Solidigm has verified that the combination of in-memory metadata design and RocksDB offers the optimal metadata storage solution. This design fully utilizes the read and write speeds of PCIe 4.0 QLC SSDs (7GB/s read, 3GB/s write) and PCIe 5.0 TLC SSDs (14.5GB/s read and write). Additionally, RocksDB consolidates many small writes into larger, sequential 2MB writes using a skiplist-based write buffer, which is highly efficient and helps minimize SSD WAF, further enhancing SSD endurance.

Performance testing: Alluxio with the Solidigm™
D7-PS1010 and D5-P5336

Test configuration

In a recent experiment using Intel's Gen5 BNC storage server with Solidigm D7-PS1010 and D5-P5336 SSDs, Alluxio demonstrated its capabilities for fast data ingestion and read performance, especially with GPU scaling.

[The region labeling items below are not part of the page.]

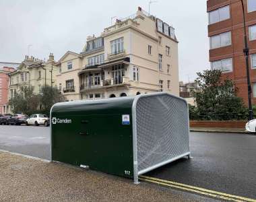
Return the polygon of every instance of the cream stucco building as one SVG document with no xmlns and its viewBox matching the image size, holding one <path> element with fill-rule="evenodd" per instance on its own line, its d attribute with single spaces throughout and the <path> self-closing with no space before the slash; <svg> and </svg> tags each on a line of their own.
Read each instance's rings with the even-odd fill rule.
<svg viewBox="0 0 256 202">
<path fill-rule="evenodd" d="M 174 30 L 140 7 L 89 36 L 82 53 L 68 51 L 58 65 L 57 83 L 67 100 L 179 94 Z"/>
<path fill-rule="evenodd" d="M 50 54 L 47 62 L 26 56 L 17 70 L 9 73 L 9 99 L 24 87 L 32 87 L 34 93 L 38 94 L 43 86 L 55 86 L 57 67 L 55 63 L 53 53 Z"/>
</svg>

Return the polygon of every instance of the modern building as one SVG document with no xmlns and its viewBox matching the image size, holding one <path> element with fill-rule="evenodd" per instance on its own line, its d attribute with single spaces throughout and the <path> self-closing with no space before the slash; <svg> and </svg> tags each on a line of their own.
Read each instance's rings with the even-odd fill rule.
<svg viewBox="0 0 256 202">
<path fill-rule="evenodd" d="M 256 1 L 243 0 L 246 30 L 250 48 L 250 77 L 252 102 L 256 104 Z M 212 69 L 222 71 L 222 78 L 229 77 L 238 88 L 238 96 L 248 104 L 246 63 L 243 48 L 244 27 L 241 1 L 208 0 L 208 36 Z"/>
<path fill-rule="evenodd" d="M 192 98 L 194 96 L 193 92 L 199 91 L 197 83 L 195 82 L 184 83 L 183 81 L 180 81 L 179 87 L 180 97 L 183 98 Z"/>
<path fill-rule="evenodd" d="M 67 100 L 179 93 L 174 29 L 141 7 L 88 37 L 82 53 L 67 52 L 59 65 L 57 83 Z"/>
<path fill-rule="evenodd" d="M 10 65 L 11 63 L 5 63 L 5 65 Z M 15 65 L 14 65 L 15 67 Z M 9 76 L 8 73 L 15 70 L 14 67 L 0 67 L 0 114 L 6 114 L 9 112 L 8 106 L 8 86 Z"/>
<path fill-rule="evenodd" d="M 14 69 L 17 69 L 20 63 L 9 63 L 9 62 L 3 62 L 3 61 L 0 61 L 0 69 L 2 69 L 3 67 L 12 67 Z"/>
<path fill-rule="evenodd" d="M 43 86 L 55 86 L 56 73 L 57 67 L 53 53 L 50 54 L 47 62 L 26 56 L 18 69 L 8 74 L 9 98 L 15 96 L 24 87 L 31 87 L 34 93 L 38 94 Z"/>
</svg>

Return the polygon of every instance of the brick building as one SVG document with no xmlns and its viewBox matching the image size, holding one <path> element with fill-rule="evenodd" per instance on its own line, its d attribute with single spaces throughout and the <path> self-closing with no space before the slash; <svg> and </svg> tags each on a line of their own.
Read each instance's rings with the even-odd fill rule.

Notable results include:

• Cache Load Efficiency: The Alluxio cache engine effectively saturated the maximum read bandwidth of UFS QLC storage while writing to PCIe 5.0 TLC SSDs.
• Fuse Read Test: Alluxio’s Filesystem in Userspace (FUSE) framework nearly saturated a single PCIe 5.0 SSD’s read bandwidth, demonstrating minimal overhead when handling cache hits on NVMe SSDs.

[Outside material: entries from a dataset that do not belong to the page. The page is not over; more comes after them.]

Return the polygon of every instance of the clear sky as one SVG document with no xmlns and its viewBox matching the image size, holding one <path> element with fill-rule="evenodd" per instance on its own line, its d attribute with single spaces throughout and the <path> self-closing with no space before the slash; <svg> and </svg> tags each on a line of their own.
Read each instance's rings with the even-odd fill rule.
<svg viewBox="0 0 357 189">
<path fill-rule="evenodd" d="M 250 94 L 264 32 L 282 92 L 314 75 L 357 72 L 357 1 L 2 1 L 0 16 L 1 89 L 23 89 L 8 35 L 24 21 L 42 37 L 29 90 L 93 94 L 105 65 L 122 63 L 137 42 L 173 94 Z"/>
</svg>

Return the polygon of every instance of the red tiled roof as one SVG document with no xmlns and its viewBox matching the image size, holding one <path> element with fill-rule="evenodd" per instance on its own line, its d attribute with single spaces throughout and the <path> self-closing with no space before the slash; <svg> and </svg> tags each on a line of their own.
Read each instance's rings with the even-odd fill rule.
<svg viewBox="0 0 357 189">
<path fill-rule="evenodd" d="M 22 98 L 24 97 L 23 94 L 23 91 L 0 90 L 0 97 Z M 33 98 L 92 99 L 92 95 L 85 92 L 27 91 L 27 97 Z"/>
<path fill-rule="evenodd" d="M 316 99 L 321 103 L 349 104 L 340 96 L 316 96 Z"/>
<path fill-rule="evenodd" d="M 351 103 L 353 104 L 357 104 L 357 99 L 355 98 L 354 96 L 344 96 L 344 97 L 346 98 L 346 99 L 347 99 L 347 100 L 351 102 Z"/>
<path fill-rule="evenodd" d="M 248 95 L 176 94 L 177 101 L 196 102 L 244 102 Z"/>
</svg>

We set up a single-node test for quick deployment to showcase the power of the Alluxio storage engine. It's important to note that Alluxio's greatest strength lies in its ability to leverage a host-side distributed replicated cache, which scales with GPUs and significantly reduces north-south storage bandwidth overhead. Even in single-node setups, Alluxio demonstrates exceptional efficiency, especially when paired with high-performance NVMe SSDs. For this test, we configured the cache with either PCIe 5.0 TLC or PCIe 4.0 QLC, while the underlying file store (UFS) used PCIe 4.0 QLC.

Key takeaways

1. The Alluxio cache load engine is highly efficient, capable of saturating the maximum read bandwidth of UFS QLC and ingesting data into PCIe 5.0 TLC cache SSDs. Even if the UFS supports a read bandwidth of 10GB/s, Alluxio can easily saturate the 9.3GB/s write bandwidth of the Solidigm D7-PS1010.

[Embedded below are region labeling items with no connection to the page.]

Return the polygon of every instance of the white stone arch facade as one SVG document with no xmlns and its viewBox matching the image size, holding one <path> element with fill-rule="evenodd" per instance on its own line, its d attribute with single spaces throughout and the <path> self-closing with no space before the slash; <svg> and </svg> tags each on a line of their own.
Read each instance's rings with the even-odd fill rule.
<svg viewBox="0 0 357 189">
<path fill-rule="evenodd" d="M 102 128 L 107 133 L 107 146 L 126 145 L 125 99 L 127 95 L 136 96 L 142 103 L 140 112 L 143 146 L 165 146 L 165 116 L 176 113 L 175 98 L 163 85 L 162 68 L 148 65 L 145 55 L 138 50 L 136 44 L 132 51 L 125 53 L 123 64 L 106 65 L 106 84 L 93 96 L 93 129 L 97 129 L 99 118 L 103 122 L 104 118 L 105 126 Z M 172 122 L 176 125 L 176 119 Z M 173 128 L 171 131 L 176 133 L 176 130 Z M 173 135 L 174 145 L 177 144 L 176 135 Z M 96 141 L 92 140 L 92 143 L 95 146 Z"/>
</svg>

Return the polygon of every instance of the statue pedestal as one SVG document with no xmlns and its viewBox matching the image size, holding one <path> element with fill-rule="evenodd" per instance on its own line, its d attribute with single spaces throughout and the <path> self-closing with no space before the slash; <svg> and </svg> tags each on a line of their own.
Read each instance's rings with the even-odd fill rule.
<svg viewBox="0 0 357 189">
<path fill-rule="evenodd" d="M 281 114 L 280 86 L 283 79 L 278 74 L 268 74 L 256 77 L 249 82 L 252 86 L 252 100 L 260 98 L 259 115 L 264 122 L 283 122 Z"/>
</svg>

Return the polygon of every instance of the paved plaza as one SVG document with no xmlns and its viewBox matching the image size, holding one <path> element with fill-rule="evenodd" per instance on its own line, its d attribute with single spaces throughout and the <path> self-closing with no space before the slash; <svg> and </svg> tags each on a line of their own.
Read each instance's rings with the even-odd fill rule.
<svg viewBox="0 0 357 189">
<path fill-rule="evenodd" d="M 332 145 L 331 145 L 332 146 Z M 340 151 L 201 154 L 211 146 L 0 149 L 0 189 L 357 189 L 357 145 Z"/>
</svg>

2. Alluxio’s page cache storage engine, built on the XFS journal file system, has been rigorously tested using the Solidigm Alluxio FIO emulator for longevity. The results show that, regardless of whether TLC or QLC SSDs are used, Alluxio achieves a WAF of 1.02. This near-ideal WAF of 1 maximizes SSD performance and endurance, delivering optimal results to end users.

The FUSE read overhead is minimal. When performing a FUSE read with a 100% cache hit on the SSD cache and bypassing the DRAM page cache, the FUSE framework can nearly saturate the read bandwidth of a single PCIe 5.0 SSD, reaching 14.8GB/s.

For customers seeking high-density cache solutions, Solidigm’s 61.44TB QLC SSD is an ideal option. Alluxio’s storage engine is highly WAF-friendly, excelling as a read-heavy cache with minimal writes, making QLC a perfect match for its read cache path. Thanks to Alluxio's efficient design, we can estimate the endurance of a QLC cache device based on a sequential write PBW of 213PB, which means Solidigm supports writing up to 213 petabytes of data. With 50% utilization over a 5-year period, which is a high threshold, QLC still supports a write bandwidth of 2900 MB/s, nearly reaching its maximum. Additionally, QLC provides up to 6GB/s random read bandwidth per SSD, enabling the creation of a highly cost-efficient Alluxio AI cache system.

How Solidigm SSDs provide the right storage for Alluxio

For read cache, the Solidigm D5-P5336 61.44TB QLC SSD offers exceptional performance and scalability. For checkpoint writes, the PCIe 5.0 Solidigm D7-PS1010 delivers world-class write performance.

Xuan Du, VP of Engineering at Alluxio says, “We collaborated closely with the Solidigm team to validate the performance benefits of running Alluxio’s distributed caching technology with Solidigm SSD and NVMe drives for AI model training workloads. Through our collaboration, we were able to further optimize Alluxio to maximize I/O throughput for large-scale AI workloads leveraging Solidigm drives.” 

   Xuan Du
   Vice President of Engineering at Alluxio

The Alluxio and Solidigm collaboration has yielded results showing that both Solidigm TLC and QLC SSDs significantly enhance Alluxio’s services while reducing operational costs. Solidigm also raises the bar in quality and reliability, supported by a dedicated customer care team that has provided excellent support for Alluxio.